Midtown Madness 3 3D Review
Performance issues on the LG VX8000 make Midtown Madness 3 3D less than enjoyable and inferior to the 2D version released earlier this year.
The Good
- Good car models
- Set in Paris, and features famous monuments and other landmarks.
The Bad
- Annoying in-game sound effects
- Slow frame rate
- Unresponsive control
- Short career mode.
Midtown Madness 3 3D is a quasi-port of the Xbox racer, which was one of the better Xbox Live games of 2003. The mobile version features only the scantest connectivity options (score uploads), though, and limits you to single-player relay and checkpoint races through downtown Paris. Even the game's better vehicles are on the slow side, and the controls aren't as responsive as they should be. Midtown Madness is a fair effort, but it's hardly thrilling.

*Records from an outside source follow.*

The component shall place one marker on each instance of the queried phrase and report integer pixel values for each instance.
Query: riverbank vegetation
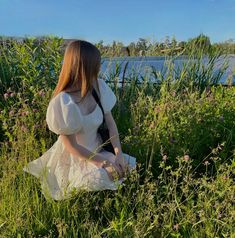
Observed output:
(180, 128)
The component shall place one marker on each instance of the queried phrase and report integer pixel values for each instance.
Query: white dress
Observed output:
(62, 173)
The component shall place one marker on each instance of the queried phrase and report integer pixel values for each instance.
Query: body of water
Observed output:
(143, 65)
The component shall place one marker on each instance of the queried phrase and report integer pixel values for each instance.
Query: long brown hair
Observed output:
(81, 65)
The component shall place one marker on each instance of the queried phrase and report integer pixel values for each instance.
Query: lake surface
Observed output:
(143, 66)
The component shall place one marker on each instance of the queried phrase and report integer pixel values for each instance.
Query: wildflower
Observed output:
(221, 118)
(11, 113)
(24, 128)
(225, 177)
(41, 93)
(24, 113)
(176, 226)
(36, 126)
(6, 95)
(157, 109)
(152, 125)
(186, 157)
(164, 157)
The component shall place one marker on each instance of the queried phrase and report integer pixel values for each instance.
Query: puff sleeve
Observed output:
(63, 116)
(107, 96)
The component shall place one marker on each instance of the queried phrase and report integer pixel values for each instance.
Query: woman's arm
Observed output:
(113, 133)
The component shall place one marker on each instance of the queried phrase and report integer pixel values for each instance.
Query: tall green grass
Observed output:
(181, 132)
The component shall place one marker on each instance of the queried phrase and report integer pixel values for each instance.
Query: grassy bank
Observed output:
(181, 131)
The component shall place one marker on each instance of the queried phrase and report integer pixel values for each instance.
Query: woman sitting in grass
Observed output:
(77, 160)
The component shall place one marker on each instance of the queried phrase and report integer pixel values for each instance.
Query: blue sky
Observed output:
(121, 20)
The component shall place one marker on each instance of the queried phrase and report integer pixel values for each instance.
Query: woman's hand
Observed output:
(121, 162)
(113, 170)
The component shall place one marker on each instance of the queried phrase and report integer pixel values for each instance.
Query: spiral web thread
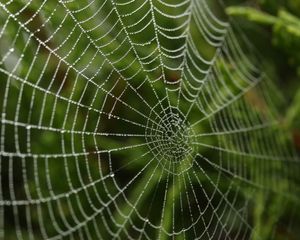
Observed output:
(135, 120)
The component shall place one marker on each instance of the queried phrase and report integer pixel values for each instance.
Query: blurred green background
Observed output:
(70, 186)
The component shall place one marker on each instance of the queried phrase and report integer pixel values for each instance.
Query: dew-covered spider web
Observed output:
(139, 119)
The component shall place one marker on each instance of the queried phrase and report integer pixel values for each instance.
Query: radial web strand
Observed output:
(137, 119)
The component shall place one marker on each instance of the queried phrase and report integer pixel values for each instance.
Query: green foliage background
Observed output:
(274, 29)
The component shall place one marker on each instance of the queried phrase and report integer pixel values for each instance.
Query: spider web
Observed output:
(127, 119)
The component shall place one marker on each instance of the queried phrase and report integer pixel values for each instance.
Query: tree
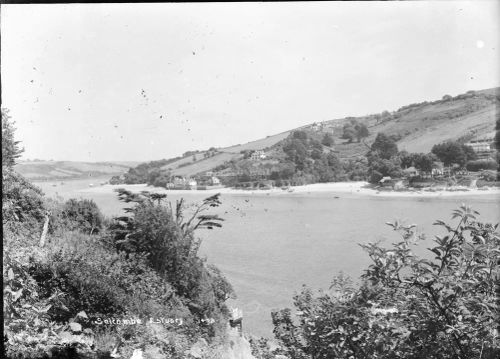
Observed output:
(83, 215)
(451, 152)
(384, 146)
(296, 152)
(10, 148)
(380, 167)
(425, 162)
(163, 234)
(407, 307)
(328, 140)
(300, 135)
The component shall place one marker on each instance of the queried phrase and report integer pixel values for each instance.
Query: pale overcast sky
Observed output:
(103, 82)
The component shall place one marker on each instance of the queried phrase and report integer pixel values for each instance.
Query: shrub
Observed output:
(407, 306)
(83, 215)
(167, 240)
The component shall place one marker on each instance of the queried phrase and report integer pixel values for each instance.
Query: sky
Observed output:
(140, 82)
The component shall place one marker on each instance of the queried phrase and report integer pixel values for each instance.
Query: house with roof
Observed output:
(257, 155)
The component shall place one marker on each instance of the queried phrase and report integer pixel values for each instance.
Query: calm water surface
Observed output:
(271, 245)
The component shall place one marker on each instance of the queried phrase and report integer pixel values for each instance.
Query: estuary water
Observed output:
(270, 245)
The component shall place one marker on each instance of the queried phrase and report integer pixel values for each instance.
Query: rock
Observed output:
(137, 354)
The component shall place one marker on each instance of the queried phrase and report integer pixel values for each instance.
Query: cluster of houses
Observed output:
(203, 182)
(258, 155)
(482, 147)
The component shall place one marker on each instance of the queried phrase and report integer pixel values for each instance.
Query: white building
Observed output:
(257, 155)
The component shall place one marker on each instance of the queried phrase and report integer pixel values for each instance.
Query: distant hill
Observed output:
(51, 170)
(419, 126)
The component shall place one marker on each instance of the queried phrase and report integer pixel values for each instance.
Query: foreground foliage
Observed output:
(407, 306)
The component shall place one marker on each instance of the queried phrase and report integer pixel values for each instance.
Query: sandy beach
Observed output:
(352, 188)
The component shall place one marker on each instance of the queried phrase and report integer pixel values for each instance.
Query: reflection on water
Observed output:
(270, 246)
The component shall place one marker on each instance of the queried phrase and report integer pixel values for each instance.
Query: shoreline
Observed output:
(351, 188)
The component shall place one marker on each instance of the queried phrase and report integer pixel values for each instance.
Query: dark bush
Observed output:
(479, 165)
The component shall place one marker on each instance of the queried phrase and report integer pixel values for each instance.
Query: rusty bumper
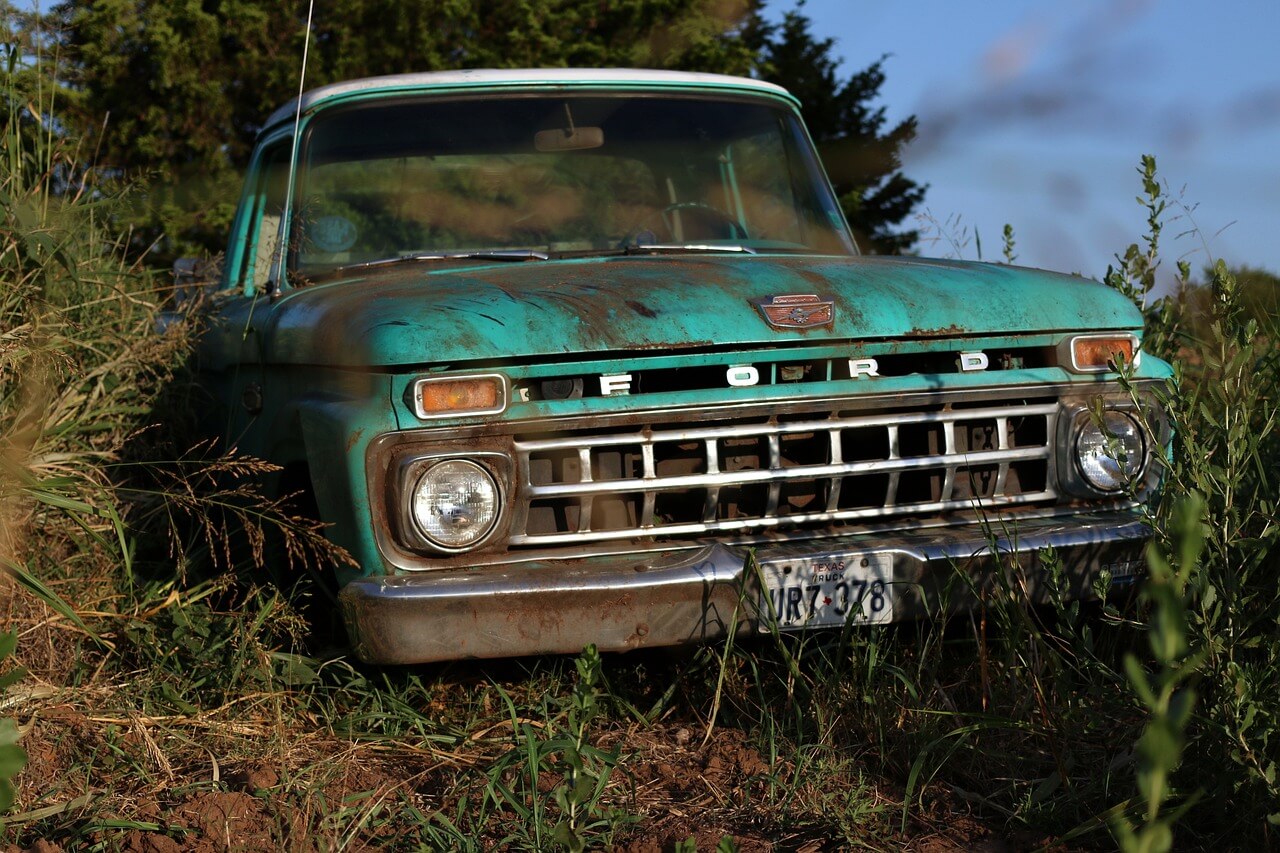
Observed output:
(668, 598)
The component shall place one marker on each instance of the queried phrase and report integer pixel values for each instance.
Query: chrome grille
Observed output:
(670, 480)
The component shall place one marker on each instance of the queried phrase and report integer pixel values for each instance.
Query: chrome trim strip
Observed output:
(776, 520)
(707, 433)
(776, 474)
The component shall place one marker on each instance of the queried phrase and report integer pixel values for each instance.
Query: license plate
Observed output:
(827, 591)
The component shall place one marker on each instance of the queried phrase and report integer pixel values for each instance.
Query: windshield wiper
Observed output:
(693, 249)
(497, 254)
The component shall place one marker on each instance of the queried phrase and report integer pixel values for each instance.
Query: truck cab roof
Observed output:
(521, 78)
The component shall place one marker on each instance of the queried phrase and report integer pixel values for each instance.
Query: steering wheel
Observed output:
(704, 220)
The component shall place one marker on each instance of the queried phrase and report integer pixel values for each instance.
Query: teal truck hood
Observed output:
(430, 313)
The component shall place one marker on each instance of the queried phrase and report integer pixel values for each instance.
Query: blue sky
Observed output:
(1037, 114)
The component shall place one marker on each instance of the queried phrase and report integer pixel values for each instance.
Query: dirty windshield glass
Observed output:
(560, 176)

In Midtown Madness, you compete against the road rage-afflicted in the City of Love. Historic landmarks abound, and the city's wide squares and blue-gray apartment buildings are evident. Most of Cybiko's graphical effort has gone into the modeling of its cars, including the Mini Cooper S that is iconic of the Midtown Madness franchise.

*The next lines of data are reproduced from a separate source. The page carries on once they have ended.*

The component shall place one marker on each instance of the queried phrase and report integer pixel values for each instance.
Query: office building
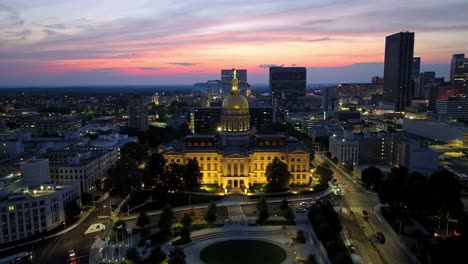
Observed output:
(30, 204)
(286, 85)
(398, 68)
(344, 147)
(454, 107)
(240, 158)
(50, 126)
(226, 78)
(416, 67)
(459, 71)
(138, 113)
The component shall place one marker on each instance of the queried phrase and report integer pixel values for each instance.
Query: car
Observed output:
(301, 210)
(351, 247)
(380, 237)
(365, 214)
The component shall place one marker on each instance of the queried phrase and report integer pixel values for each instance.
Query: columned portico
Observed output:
(238, 182)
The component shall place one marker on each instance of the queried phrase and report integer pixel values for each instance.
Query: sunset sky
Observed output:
(47, 42)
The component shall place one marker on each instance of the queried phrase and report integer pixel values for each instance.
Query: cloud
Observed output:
(149, 68)
(125, 56)
(57, 26)
(319, 39)
(319, 21)
(267, 66)
(185, 64)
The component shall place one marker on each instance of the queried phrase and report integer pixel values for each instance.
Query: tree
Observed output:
(186, 222)
(372, 177)
(157, 255)
(165, 219)
(277, 176)
(210, 215)
(176, 256)
(191, 175)
(132, 256)
(142, 219)
(119, 227)
(172, 179)
(262, 210)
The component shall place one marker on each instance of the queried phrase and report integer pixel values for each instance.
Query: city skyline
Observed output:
(166, 43)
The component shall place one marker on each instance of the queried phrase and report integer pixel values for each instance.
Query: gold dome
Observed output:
(235, 101)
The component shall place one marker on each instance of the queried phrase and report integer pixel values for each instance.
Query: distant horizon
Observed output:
(353, 73)
(146, 42)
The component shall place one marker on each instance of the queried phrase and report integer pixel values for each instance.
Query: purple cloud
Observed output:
(185, 64)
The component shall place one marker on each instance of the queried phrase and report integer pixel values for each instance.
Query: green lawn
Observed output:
(243, 251)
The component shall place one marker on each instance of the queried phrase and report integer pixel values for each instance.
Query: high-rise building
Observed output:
(459, 71)
(398, 68)
(138, 113)
(416, 66)
(226, 78)
(286, 85)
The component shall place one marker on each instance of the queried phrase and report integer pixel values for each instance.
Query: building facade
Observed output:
(345, 148)
(455, 107)
(82, 167)
(207, 120)
(228, 75)
(240, 158)
(286, 85)
(28, 206)
(138, 113)
(459, 71)
(398, 67)
(51, 126)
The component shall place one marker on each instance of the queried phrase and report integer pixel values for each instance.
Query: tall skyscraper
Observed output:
(416, 67)
(226, 78)
(398, 69)
(138, 113)
(287, 84)
(459, 72)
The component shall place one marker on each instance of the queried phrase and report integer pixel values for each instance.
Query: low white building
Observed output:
(112, 142)
(28, 208)
(345, 148)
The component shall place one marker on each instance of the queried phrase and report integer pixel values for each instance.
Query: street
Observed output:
(360, 231)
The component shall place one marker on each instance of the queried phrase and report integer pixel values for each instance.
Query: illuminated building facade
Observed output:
(240, 158)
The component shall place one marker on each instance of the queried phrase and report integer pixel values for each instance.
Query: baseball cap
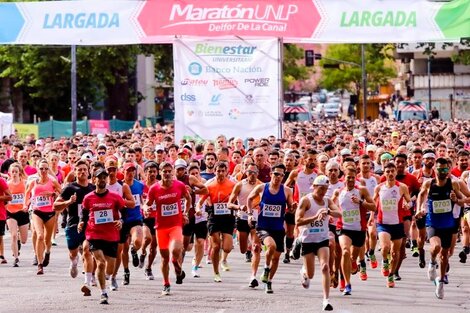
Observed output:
(110, 162)
(180, 163)
(321, 180)
(100, 171)
(128, 165)
(345, 151)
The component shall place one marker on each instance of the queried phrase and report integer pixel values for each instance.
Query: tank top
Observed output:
(245, 191)
(116, 188)
(272, 209)
(316, 231)
(440, 213)
(17, 193)
(389, 205)
(40, 202)
(353, 215)
(305, 181)
(134, 214)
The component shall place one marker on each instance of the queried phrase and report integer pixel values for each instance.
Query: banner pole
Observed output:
(281, 86)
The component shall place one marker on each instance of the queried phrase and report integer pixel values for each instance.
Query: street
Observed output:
(23, 291)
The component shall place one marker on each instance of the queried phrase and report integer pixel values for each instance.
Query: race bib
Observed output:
(316, 227)
(169, 209)
(221, 209)
(441, 206)
(388, 204)
(104, 216)
(17, 198)
(42, 201)
(351, 216)
(270, 210)
(137, 200)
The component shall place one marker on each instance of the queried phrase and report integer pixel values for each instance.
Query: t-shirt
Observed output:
(75, 209)
(103, 211)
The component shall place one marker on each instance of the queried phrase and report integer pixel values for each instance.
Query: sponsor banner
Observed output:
(228, 87)
(23, 130)
(99, 127)
(108, 22)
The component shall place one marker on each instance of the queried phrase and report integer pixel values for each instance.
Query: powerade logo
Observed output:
(195, 68)
(188, 98)
(80, 20)
(215, 100)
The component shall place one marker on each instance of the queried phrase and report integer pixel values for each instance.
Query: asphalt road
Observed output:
(21, 290)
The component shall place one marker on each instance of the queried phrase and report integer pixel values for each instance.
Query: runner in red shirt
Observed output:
(102, 223)
(169, 220)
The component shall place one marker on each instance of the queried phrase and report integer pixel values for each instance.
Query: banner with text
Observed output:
(228, 87)
(107, 22)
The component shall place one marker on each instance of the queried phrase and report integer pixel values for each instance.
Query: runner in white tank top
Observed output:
(312, 216)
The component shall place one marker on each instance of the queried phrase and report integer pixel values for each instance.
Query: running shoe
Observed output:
(326, 305)
(73, 270)
(385, 269)
(104, 298)
(354, 267)
(47, 258)
(194, 271)
(286, 258)
(166, 290)
(225, 267)
(373, 261)
(86, 290)
(149, 274)
(253, 283)
(463, 257)
(142, 260)
(363, 273)
(268, 288)
(180, 277)
(126, 280)
(114, 284)
(439, 289)
(304, 280)
(432, 273)
(135, 258)
(248, 256)
(265, 276)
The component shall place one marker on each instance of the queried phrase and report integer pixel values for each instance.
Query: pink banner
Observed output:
(99, 127)
(212, 18)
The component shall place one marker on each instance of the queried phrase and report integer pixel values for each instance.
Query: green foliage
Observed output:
(292, 68)
(349, 76)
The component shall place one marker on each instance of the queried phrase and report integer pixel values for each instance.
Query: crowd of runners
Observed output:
(356, 196)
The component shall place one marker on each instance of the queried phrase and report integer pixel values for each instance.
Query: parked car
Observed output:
(411, 110)
(327, 110)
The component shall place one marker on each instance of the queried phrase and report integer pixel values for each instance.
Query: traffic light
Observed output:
(309, 58)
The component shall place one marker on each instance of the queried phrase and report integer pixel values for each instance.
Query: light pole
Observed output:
(73, 79)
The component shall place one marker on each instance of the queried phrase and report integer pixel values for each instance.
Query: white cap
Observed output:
(321, 180)
(180, 163)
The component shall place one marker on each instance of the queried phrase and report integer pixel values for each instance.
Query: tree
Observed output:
(379, 67)
(293, 70)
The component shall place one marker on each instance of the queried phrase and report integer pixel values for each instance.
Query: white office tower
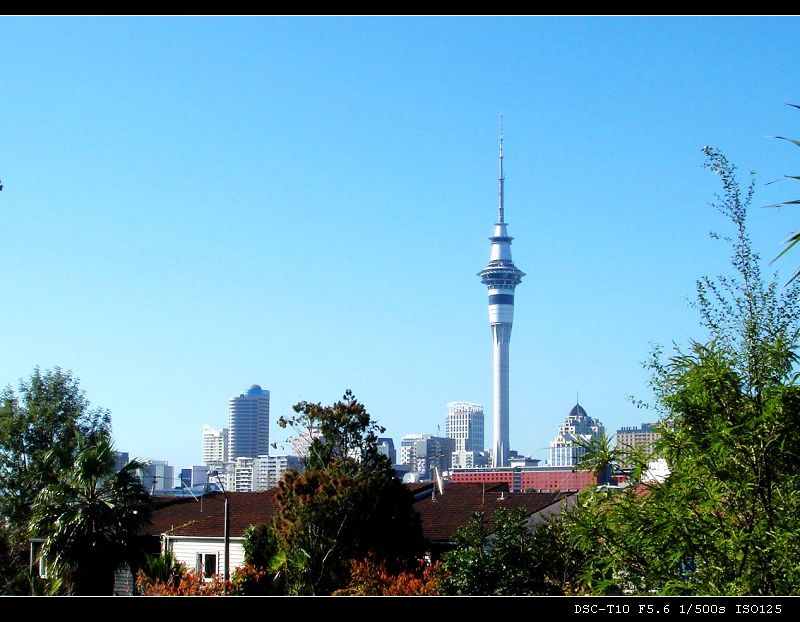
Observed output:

MM3D's core challenge lies in making tight turns around city blocks. During the races, you'll have to tear through city blocks to reach checkpoints on your minimap screen. In career mode, these checkpoints take the form of medical trauma victims or wooden crates. You start the game as a crazy ambulance driver, but you're quickly promoted to parcel delivery. After a few rounds of both, the career mode seems to abruptly end, only giving you the option to restart your last delivery race. Checkpoint and blitz modes play almost identically and are a little more robust. Success in all three modes unlocks cars and new arrondissements for your racing pleasure. It's almost as though you are meant to start with career mode, move on to checkpoint, and then tackle blitz. The modes are successive in difficulty, rather than equal and complementary.

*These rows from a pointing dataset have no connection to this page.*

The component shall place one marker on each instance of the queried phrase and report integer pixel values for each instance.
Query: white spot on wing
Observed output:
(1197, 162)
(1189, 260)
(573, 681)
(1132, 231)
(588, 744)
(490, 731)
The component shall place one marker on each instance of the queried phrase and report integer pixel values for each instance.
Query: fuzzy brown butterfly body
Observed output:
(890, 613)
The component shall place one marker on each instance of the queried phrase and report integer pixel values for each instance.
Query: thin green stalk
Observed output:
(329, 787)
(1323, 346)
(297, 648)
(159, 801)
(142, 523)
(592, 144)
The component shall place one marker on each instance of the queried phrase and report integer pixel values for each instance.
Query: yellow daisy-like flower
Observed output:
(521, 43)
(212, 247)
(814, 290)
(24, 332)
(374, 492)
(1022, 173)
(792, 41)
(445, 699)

Midtown's software-rendered 3D environment looks good overall, but the engine's frame rate leaves something to be desired. Your speedometer is the only evidence that your vehicle is moving quickly. The game's controls seem to suffer from lag as well, and turning isn't exactly a painless process. At points, it seems like the game will skip a few frames, and your bumper will be fused to a car somewhere. We say "fused" because, a few times, we found our cars literally stuck in the environment--probably due to shoddy collision detection.
During play, you'll hear some of the most annoying sound effects ever. It's almost a feat of engineering. Even with the volume on the lowest settings, it felt like the screeching and moaning vehicles were inside our brains. The game's splash screen menu features some comparably pleasant techno-funk music.
Software rendering is rarely good enough to support a racing game. When speed is central to gameplay, having a high frame rate and rock-solid controls are paramount. These performance issues on the LG VX8000 make Midtown Madness 3 3D less than enjoyable and inferior to the 2D version released earlier this year.